Welp, time for online security across the world to be destroyed! No one is going to pay that

[–] devilish666@lemmy.world 3 points 11 months ago

I'm not gonna pay for updates, I'm just stick with my old win 7 untill the end. Glad i take the right decision to full backup 8 years ago
Although i never got updates or can run modern apps anymore, at least i got very stable & less annoying windows

[–] autotldr@lemmings.world 3 points 11 months ago

This is the best summary I could come up with:


As it has done for other stubbornly popular versions of Windows, though, Microsoft is offering a reprieve for those who want or need to stay on Windows 10: three additional years of security updates, provided to those who can pay for the Extended Security Updates (ESU) program.

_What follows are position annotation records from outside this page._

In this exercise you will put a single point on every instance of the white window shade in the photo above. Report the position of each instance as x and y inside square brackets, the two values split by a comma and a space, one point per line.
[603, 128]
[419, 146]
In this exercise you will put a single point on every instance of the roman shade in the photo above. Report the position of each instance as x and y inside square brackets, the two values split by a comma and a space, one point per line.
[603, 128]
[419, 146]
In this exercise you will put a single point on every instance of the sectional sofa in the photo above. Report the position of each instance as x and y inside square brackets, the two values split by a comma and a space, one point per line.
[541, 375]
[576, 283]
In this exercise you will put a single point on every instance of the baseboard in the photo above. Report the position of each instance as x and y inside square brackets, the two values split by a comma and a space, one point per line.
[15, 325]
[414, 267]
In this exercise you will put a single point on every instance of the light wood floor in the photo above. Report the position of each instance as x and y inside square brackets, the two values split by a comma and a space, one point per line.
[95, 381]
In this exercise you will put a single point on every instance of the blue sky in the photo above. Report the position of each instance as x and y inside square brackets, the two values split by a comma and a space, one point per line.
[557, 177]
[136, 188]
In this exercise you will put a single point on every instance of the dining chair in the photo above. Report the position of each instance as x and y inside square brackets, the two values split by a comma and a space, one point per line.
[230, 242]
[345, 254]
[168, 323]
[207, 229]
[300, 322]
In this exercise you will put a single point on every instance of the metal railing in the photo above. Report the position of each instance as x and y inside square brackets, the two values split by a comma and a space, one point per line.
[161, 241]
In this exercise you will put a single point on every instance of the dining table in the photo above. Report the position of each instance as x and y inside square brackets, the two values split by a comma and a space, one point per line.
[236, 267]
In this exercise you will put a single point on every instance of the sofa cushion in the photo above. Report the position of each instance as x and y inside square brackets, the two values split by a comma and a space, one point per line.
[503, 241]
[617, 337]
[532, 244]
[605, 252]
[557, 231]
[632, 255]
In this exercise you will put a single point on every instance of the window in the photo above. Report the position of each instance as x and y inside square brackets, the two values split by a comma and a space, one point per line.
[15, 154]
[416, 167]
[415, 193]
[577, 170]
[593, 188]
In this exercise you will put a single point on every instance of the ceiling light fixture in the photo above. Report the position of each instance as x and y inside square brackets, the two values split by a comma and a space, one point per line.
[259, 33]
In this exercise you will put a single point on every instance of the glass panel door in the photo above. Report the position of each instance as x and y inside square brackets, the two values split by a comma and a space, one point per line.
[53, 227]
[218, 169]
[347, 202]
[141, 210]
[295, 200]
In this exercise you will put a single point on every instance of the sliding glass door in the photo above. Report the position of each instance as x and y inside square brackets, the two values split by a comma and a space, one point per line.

The initial announcement, written by Windows Servicing and Delivery Principal Product Manager Jason Leznek, spends most of its time encouraging users and businesses to upgrade to Windows 11 rather than staying on 10, either by updating their current computers, upgrading to new PCs or transitioning to a Windows 365 cloud-based PC instead.

The company told us that "pricing will be provided at a later date," but for the Windows 7 version of the ESU program, Microsoft upped the cost of the program each year to encourage people to upgrade to a newer Windows version before they absolutely had to; the cost was also per-seat, so what you paid was proportional to the number of PCs you needed updates for.

Windows 10 has mostly been in a security-updates-only maintenance mode since the 22H2 update came out late last year, but Microsoft did "revisit" the operating system last month to add the Copilot generative AI assistant and a handful of other tweaks.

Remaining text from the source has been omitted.